The shout of anguish at Bramall Lane could be heard from coast to coast. Blades were out in more ways than one.

They demanded that relegation should be transferred to those in claret and blue.

United’s fate was confirmed after a two-year squabble.

The Premier League decided West Ham, chaired at the time by Icelander Bjorgolfur Gudmundsson, would be fined £20m.

This decision still irks in Yorkshire, as well as it does in East London but the attitude there is the very soul of acceptance compared with the row now coming in Europe whatever the verdict.

Not least in Germany, where the Hamburg newspaper Der Spiegel has been responsible for a ten-year campaign against England’s most successful team.

Continental envy has been stoked recently by financial figures showing that Prem clubs’ revenues are racing away to an extent that they exceed the total in the foremost four other leagues.

On the basis that there can be no smoke without fire, there are recent claims by Spain’s LaLiga president Javier Tebas that our league is “a doped market”. I profoundly object to that.
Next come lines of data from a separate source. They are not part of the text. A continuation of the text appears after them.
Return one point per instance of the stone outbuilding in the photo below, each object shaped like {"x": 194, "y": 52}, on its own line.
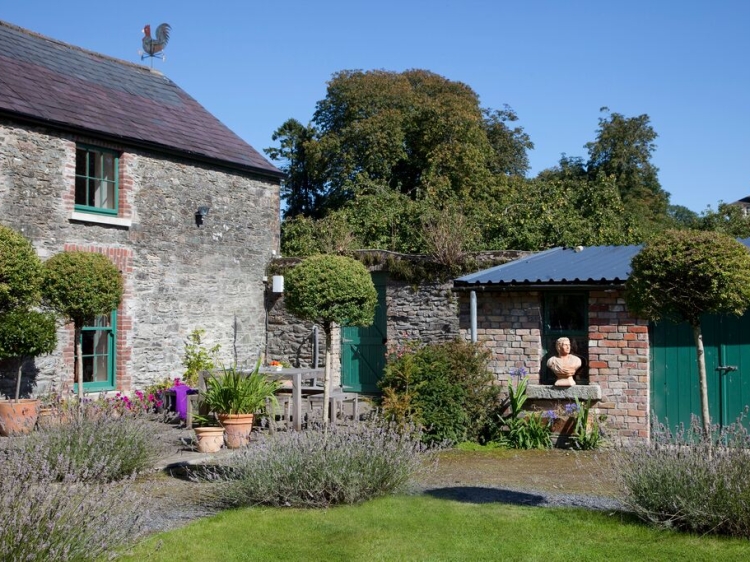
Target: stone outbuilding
{"x": 631, "y": 369}
{"x": 102, "y": 155}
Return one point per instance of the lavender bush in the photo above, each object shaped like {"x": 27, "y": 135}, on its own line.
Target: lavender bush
{"x": 46, "y": 515}
{"x": 101, "y": 445}
{"x": 689, "y": 480}
{"x": 315, "y": 468}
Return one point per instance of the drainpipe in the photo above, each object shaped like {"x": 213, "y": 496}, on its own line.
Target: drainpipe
{"x": 315, "y": 347}
{"x": 473, "y": 315}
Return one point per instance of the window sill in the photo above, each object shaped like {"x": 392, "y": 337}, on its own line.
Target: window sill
{"x": 550, "y": 392}
{"x": 100, "y": 219}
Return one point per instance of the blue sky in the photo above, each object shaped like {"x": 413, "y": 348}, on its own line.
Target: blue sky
{"x": 556, "y": 63}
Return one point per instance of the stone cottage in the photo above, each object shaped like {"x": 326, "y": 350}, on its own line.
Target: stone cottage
{"x": 102, "y": 155}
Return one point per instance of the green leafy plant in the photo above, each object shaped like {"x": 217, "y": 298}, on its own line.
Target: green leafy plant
{"x": 81, "y": 286}
{"x": 198, "y": 357}
{"x": 689, "y": 480}
{"x": 523, "y": 430}
{"x": 446, "y": 388}
{"x": 24, "y": 332}
{"x": 235, "y": 392}
{"x": 331, "y": 289}
{"x": 314, "y": 468}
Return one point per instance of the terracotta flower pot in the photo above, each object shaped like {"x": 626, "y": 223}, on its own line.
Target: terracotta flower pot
{"x": 209, "y": 439}
{"x": 18, "y": 417}
{"x": 238, "y": 428}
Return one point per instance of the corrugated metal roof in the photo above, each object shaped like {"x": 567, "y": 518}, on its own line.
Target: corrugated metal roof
{"x": 594, "y": 265}
{"x": 566, "y": 266}
{"x": 46, "y": 80}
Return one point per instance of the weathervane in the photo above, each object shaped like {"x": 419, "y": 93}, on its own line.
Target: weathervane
{"x": 154, "y": 48}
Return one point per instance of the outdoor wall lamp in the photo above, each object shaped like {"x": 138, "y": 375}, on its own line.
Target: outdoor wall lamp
{"x": 200, "y": 214}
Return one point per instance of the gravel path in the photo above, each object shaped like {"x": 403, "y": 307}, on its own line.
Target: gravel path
{"x": 180, "y": 501}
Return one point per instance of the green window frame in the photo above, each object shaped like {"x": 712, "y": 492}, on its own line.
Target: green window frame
{"x": 97, "y": 180}
{"x": 98, "y": 342}
{"x": 566, "y": 315}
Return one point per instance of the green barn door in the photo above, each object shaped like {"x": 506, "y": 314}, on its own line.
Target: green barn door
{"x": 363, "y": 349}
{"x": 675, "y": 388}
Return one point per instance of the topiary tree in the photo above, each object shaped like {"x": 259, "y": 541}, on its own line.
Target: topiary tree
{"x": 331, "y": 289}
{"x": 20, "y": 271}
{"x": 684, "y": 274}
{"x": 23, "y": 331}
{"x": 81, "y": 286}
{"x": 26, "y": 333}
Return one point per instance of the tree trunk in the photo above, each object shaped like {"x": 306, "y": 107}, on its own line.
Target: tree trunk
{"x": 327, "y": 375}
{"x": 18, "y": 378}
{"x": 78, "y": 370}
{"x": 698, "y": 336}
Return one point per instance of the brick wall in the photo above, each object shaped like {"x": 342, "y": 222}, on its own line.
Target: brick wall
{"x": 619, "y": 364}
{"x": 510, "y": 325}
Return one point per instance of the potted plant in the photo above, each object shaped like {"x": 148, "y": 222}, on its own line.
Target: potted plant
{"x": 209, "y": 434}
{"x": 235, "y": 397}
{"x": 24, "y": 331}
Our league is simply the best in the world — and therefore the most successful financially.

And politicians are nosing around, too.

Many fans and plenty of EFL clubs will conclude the Premier League inquiry has been sluggish in taking four years and that, by implication, an impartial regulator would be better.

It is certainly ammunition for the forthcoming Parliamentary white paper, the regulator plan already supported by Labour, a number of Conservatives and a fans’ review.

They are pushing plans to rein in the top division and to use more of the PL funds to top up the EFL and football in general.

It’s worth remembering we will already give the EFL £1.6BILLION over the next three years.

The proposal seems enticing. But many Prem clubs are opposed because it smacks of obsessive bureaucracy — and also places a sledgehammer in the hands of non-football people.

The Premier League is so profitable and so successful because it knows business, is run democratically and is serious about social responsibilities.